Part▪︎15

73 3 0
                                    

Langkahnya seketika terhenti di sela ucapan Gus Zain yang menyelusup ke indra pendengaran. Ahwa hanya diam terpaku. Bibirnya ingin sekali terbuka, menyuarakan segala resah dari relungnya yang merasa tak diperlakukan adil oleh keadaan.

Dia tak meminta rasa itu hadir, bahkan tak diberi kesempatan untuk memilih kepada siapa rasa itu dijatuhkan. Dia hanya memiliki hak untuk menyelami rasa itu lebih dalam atau menepi karena tak siap jika suatu saat harus tenggelam. Akan tetapi, saat hendak melupakan pun takdir seolah tidak mengizinkan.

Jika dia menyemogakan yang terbaik, lantas kenapa tinta yang tertoreh di lembar kehidupannya tak bisa mencoret nama laki-laki itu, Gus Zain.
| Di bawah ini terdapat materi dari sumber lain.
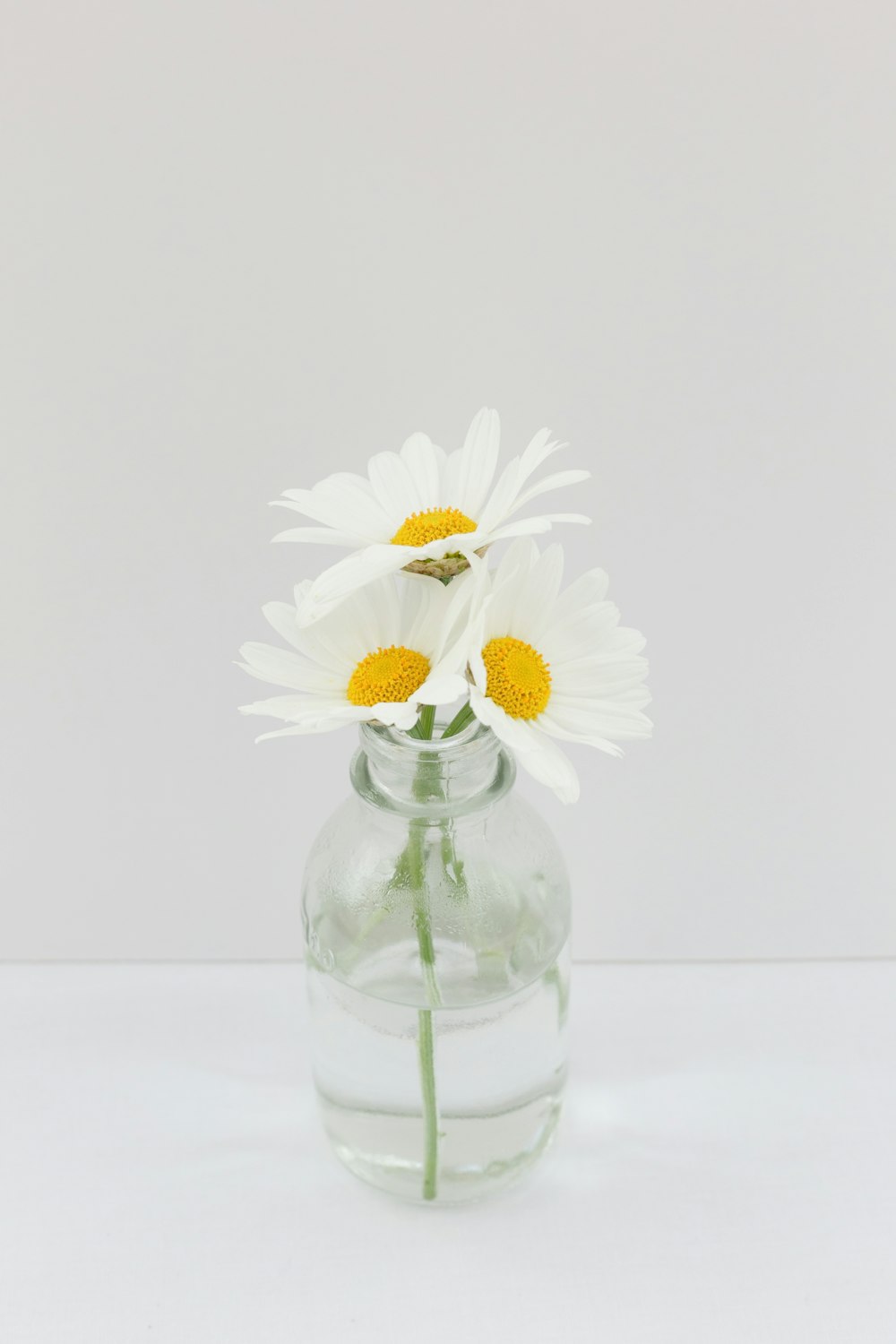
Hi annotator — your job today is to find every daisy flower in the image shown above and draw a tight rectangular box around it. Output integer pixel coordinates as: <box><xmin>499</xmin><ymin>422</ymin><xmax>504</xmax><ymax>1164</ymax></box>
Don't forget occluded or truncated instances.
<box><xmin>239</xmin><ymin>575</ymin><xmax>473</xmax><ymax>742</ymax></box>
<box><xmin>274</xmin><ymin>409</ymin><xmax>591</xmax><ymax>625</ymax></box>
<box><xmin>461</xmin><ymin>539</ymin><xmax>651</xmax><ymax>803</ymax></box>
Bersinggungan dengannya di rotasi kehidupan cukup menyesakkan bagi Ahwa. Merasakan sendirian, lalu dihakimi lancang mengagumi.

Dia ingin pergi. Terlepas dari segala ekspektasi, menjalani kehidupan dengan penuh kesadaran tentang di taraf mana dirinya berada. Sungguh, Ahwa ingin merutuki hatinya sendiri. Terlalu tinggi terbang, padahal tempatnya bukan di atas. Di sana hanya terombang-ambing bersama hujan.

“Saya nggak akan ngungkit hal itu, kalau kamu merasa malu.”

Suara itu menyadarkannya dari lamunan. Seiring derap langkah yang terdengar mengikis jarak. Tidak, Ahwa tidak merasa malu. Dia hanya merasa kehilangan akal. Bodoh sekali dirinya berurusan dengan cinta. Sadar, tetapi tidak lekas bangun dari mimpi panjangnya itu. Larut dalam harapan yang sudah jelas kemungkinan besar sebuah akhirnya.

Derap langkah mendekat ke teras musala. Keadaan musala sekitar empat bulan lalu yang sepi menjadikan suara langkah itu terdengar dengan kentara, menarik atensi seorang lelaki yang masih lengkap dengan kopiah menutup rambut hitamnya. Gerak tangannya yang tengah mengikat tali sepatu terpaksa terhenti.

Sebuah senyum tercetak di bibir pemilik derap langkah tersebut. Seperti sebuah senyum yang dipaksakan. Akan tetapi, dibalas sebuah senyum tulus oleh seorang lelaki yang tengah terduduk tersebut.

“Gus,” sapanya.

“Hasbi, ada apa?”

“Kebetulan ketemu njenengan di sini. Boleh minta waktunya sebentar?” Hasbi bertanya meskipun tak yakin perihal ini akan memakan waktu yang sebentar.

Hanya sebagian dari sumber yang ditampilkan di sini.